Simply put, an ESOP provides broad stock ownership interest to employees through a defined contribution employee benefit plan. After adopting an ESOP, a company establishes a trust to hold the company’s stock. The trust acquires stock through contributions or leveraged transactions with borrowed money from the company, the selling shareholder or a financial institution. In a leveraged transaction, the company repays the loan through plan contributions. While this obligation does not appear as a liability on the company’s financial statement, a contra equity account is recorded as a reduction to the company’s equity.
Allowable contributions to the plan are tax deductible, and employees pay no tax on the contributions or shares allocated to their accounts until they sell their stock.

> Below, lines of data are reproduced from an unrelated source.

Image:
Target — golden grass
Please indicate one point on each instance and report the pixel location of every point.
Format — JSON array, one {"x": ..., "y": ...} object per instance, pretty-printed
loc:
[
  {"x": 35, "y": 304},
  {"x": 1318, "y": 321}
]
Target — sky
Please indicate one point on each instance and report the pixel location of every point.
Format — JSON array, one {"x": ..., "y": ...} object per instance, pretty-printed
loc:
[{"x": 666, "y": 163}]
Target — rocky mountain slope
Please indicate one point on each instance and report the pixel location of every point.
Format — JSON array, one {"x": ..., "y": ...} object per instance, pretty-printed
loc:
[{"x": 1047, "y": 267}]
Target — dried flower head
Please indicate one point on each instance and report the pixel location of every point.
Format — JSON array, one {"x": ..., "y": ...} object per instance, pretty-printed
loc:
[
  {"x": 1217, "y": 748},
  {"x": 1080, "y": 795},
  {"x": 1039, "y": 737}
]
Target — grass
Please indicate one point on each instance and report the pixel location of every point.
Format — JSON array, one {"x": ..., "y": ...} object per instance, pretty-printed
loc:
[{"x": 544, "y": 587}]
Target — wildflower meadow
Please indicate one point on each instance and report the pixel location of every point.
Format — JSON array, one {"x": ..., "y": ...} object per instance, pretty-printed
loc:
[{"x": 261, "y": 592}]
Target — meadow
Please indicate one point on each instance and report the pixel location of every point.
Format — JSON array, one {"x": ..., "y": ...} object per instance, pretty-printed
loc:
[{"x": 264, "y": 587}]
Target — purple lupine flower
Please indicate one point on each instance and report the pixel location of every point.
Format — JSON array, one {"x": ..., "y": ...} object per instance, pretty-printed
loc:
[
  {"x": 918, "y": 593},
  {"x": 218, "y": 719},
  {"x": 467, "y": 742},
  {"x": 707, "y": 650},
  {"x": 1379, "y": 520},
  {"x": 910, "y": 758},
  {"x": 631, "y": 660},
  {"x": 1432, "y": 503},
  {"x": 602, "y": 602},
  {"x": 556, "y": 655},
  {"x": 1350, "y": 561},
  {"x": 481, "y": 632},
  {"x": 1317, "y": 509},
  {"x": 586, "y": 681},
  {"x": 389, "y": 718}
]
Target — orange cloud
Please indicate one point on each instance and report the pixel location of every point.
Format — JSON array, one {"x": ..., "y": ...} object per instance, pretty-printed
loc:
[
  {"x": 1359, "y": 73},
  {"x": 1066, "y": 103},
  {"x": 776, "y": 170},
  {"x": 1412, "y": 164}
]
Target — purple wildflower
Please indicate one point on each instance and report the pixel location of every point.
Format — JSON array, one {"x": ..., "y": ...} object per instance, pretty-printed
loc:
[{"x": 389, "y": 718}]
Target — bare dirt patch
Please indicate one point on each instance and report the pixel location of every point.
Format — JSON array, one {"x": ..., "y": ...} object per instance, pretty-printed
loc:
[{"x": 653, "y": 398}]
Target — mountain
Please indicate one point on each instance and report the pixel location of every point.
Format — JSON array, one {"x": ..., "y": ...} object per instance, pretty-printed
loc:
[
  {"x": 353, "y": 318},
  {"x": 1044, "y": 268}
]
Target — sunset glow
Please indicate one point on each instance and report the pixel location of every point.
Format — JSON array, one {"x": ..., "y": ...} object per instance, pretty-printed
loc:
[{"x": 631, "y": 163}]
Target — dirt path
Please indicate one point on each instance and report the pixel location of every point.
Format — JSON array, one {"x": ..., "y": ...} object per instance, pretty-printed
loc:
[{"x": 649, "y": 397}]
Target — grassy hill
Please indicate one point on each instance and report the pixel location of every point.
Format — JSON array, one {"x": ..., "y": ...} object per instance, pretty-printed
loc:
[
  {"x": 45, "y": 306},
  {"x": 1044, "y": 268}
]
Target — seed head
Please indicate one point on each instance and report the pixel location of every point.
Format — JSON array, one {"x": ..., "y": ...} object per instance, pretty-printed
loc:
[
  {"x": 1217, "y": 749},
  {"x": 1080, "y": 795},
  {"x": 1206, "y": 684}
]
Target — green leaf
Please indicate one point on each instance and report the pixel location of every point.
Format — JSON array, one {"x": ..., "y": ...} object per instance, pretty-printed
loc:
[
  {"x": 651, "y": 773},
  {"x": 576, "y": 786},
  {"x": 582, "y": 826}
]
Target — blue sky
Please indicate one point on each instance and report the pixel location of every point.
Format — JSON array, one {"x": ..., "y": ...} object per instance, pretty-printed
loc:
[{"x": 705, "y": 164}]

If a private company is a C corporation with 30 percent or more of its stock owned by an ESOP, owners selling their businesses to the plan can defer taxation on their gains by reinvesting the proceeds in securities of other qualifying companies. With S corporations, earnings attributable to an ESOP aren’t taxable—meaning an S corporation fully owned by an ESOP pays no federal income tax.
What Are the Advantages?
An ESOP is a flexible succession tool that owners control. It’s valuable for both the positive impact it has on employees and the tax benefits it provides to both the seller and the company.
Employees can participate at virtually no personal cost—all contributions come from the company. These contributions typically exceed those of a traditional retirement plan and can be based on additional qualifications, such as years of service. An ESOP can create a greater sense of loyalty to the company, leading to more dedicated, hard-working employees who stay with the company longer.
Despite what contractors may think, owners can still retain a leading role in their companies under ESOPs. Acting as ongoing trustees, they can vote all the shares on most issues, and they don’t have to disclose to employees more than they would with standard retirement statements. They can also determine how much of their companies they want to sell to the ESOP.
The sale of company stock to an ESOP funds the owner’s exit, but it also provides a number of tax benefits. Their size and scope depend on the company’s structure, but they can range from deferred taxes on capital gains for the selling shareholder to exempt federal income tax for an S corporation’s company earnings.
An ESOP transition can leave a company’s existing employees and management in place, ensuring a more seamless continuation of the business. A company’s performance may rank higher when compared to its competitors due to the business’s uninterrupted activity, as well as the aforementioned company tax benefits and increased sense of ownership at the employee level.
What Are the Challenges?
An ESOP’s unique nature poses several challenges to you, the business owner. Embracing an ownership culture with your employees can be the first major difficulty. When deciding how much financial information to share, remember that more transparency usually reinforces the type of dedicated culture you’re trying to achieve.
An ESOP is a serious, long-term commitment. It takes several years for most ESOPs to become financially meaningful to employees, and if another entity makes a serious acquisition proposal for your company, you’re legally obligated to consider it and act in the best interest of ESOP participants. You can’t dismiss the bid out of hand like in a closely-held company.
The most significant challenge to an ESOP is deciding how to manage the substantial debt from a leveraged transaction—especially in a volatile industry like construction. The cost of establishing and administering the plan could be overwhelming for smaller companies. Since seller financing is usually a considerable component of funding a leveraged ESOP transaction, you won’t receive all the cash up front. If there is a bank involved for either operating debt or part of the transaction debt, the seller note will almost always be subordinate to the bank. Furthermore, many sureties may be unfamiliar with ESOPs, impacting your relationship with them.
Working with ESOP specialists and ensuring proper communication with bonding companies, banks and other professional advisors are essential to a successful transaction.
Is an ESOP Right for Your Company?
Your personal goals and your company’s financial health determine whether or not an ESOP is right for you. While some contractors see passing on the company as their only option, others face a more complex choice. Selling for financial reasons is not the sole motivation of many business owners who go down the ESOP path. Owners want to receive a fair selling price, but leaving a legacy and sharing ownership with employees are primary factors that go into the decision-making process.
Because of the costs associated with starting and administering an ESOP, the best candidates are often companies with at least 20 employees and $5 million of revenue.